Hillary Clinton’s presidential campaign and the Democratic National Committee paid for opposition research resulting in the salacious intelligence dossier on President Trump, the law firm that hired opposition research company Fusion GPS has confirmed.

The disclosure comes as Fusion GPS is engaged in a legal battle to keep its banking records secret in order to protect its clients’ identities.

In letter sent from Perkins Coie law firm to Fusion on Tuesday, the law firm waived its client confidentiality and confirmed that it had been representing the interests of the DNC and Mrs. Clinton’s campaign when it sought out Fusion’s research services.

Perkins Coie’s General Counsel Matthew Gehringer wrote in the letter, obtained by The Washington Times, that the law firm assisted in representation of the DNC and the Clinton campaign by contracting with Fusion beginning in April 2016 “to perform a variety of research services during the 2016 election cycle.” Those research services concluded prior to the November 2016 election, in which Mr. Trump was elected.

The Clinton campaign was not the only party to pay for the dossier research however, and Mr. Gehringer urged other parties with a hand in the dossier to publicly disclose their involvement.

Mr. Gehringer wrote that Perkins Coie appreciates Fusion’s commitment to client confidentiality, but that under the circumstances “we believe it is appropriate to release Fusion GPS from this obligation as it relates to the identity of Perkins Coie.”

“Further, given the interest in the issue, we believe it would be appropriate for all parties who hired Fusion GPS in connection with the 2016 presidential campaign to release Fusion GPS from this obligation as well,” he wrote.

DNC Communications Director Xochitl Hinojosa said in a statement that current ChairmanTom Perez and the new leadership of the DNC “were not involved in the decision-making regarding Fusion GPS, nor were they aware that Perkins Coie was working with the organization.”

Rep. Debbie Wasserman Schultz of Florida was leading the DNC at the time.

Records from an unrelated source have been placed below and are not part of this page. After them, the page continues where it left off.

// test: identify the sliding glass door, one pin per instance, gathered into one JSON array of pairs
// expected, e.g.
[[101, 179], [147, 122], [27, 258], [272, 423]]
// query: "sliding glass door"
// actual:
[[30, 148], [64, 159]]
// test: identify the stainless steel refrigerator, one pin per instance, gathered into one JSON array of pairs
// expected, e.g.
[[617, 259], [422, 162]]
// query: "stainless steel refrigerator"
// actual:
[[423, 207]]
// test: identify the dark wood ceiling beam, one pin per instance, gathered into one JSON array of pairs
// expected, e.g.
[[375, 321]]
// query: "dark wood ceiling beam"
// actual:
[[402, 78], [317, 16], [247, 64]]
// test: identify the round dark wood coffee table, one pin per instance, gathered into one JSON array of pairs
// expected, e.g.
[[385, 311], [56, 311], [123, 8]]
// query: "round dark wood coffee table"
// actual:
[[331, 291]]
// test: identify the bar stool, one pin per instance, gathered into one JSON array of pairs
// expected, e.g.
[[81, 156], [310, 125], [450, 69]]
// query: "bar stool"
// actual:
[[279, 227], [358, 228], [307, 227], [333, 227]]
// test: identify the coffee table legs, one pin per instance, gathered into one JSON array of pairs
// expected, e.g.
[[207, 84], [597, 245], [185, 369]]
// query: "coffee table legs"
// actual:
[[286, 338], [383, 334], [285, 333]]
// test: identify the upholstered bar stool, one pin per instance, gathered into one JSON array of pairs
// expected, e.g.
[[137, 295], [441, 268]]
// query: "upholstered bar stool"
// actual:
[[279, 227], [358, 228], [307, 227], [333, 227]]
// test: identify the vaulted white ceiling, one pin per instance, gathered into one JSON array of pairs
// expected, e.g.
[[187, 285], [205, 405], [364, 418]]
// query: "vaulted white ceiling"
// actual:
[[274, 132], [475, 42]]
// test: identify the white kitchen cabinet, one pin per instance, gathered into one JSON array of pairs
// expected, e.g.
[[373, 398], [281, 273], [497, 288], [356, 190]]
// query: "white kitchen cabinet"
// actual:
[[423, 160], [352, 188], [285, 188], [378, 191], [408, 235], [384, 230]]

Research for the dossier was conducted by former British spy Christopher Steele, who had worked with the FBI in the past and eventually shared some of his findings with the bureau after it began probing possible connections between Trump associates and the Russian government.

Former FBI Director James Comey at one point briefed Mr. Trump on the dossier following an intelligence briefing in January.

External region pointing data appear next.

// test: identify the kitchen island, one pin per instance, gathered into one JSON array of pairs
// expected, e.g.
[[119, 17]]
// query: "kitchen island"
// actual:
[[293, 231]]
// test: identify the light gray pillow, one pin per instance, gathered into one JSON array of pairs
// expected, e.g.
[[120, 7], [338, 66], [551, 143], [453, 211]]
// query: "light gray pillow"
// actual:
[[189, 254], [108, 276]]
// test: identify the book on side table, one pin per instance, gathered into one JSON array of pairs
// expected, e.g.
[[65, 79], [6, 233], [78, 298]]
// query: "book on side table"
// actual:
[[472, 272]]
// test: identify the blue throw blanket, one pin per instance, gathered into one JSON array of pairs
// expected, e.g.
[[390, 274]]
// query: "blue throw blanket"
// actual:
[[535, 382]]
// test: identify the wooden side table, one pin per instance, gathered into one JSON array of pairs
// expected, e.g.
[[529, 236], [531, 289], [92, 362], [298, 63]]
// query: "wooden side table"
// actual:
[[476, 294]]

But the salacious allegations about Mr. Trump’s involvement with Russia and susceptibility to blackmail went public when Buzzfeed News published the 35-page document.

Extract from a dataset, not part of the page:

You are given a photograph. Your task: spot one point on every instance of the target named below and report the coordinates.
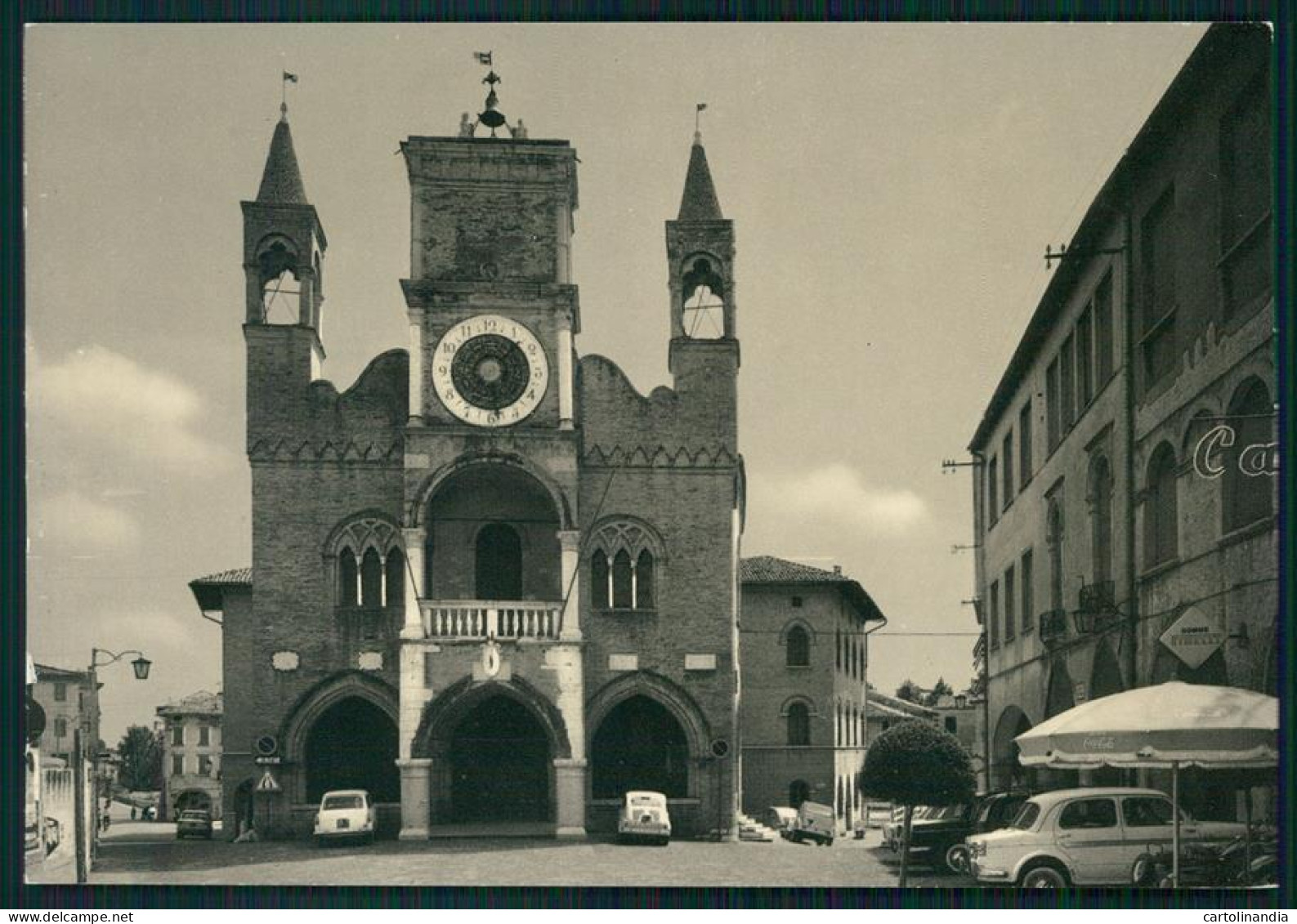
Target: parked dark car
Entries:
(938, 837)
(194, 824)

Lingering questions about who paid for the dossier had sparked a partisan battle between U.S. lawmakers investigating Russian interference in the 2016 presidential election and any possible coordination with members of the Trump campaign.

House Democrats have said efforts to discredit Mr. Steele and the dossier are part of an effort to distract focus from the broader Russia probe. But Republicans have said it’s important to find out who paid for the opposition research as well as how heavily the FBI relied on the information in it as agents pursued their own investigations. Some have expressed concern that opposition research was used as the basis for a foreign surveillance order.

Reports have previously indicated that Fusion GPS was commissioned by a third-party to conduct political opposition research on Mr. Trump in the fall of 2015, but that the party withdrew from the contract in the spring of 2016.

The House Intelligence Committee is still pushing access to Fusion’s banking records in an effort to identify all parties involved. A federal court judge is weighing a subpoena that seeks access to bank records dating back to 2015, and has pushed back the deadline to respond until Friday.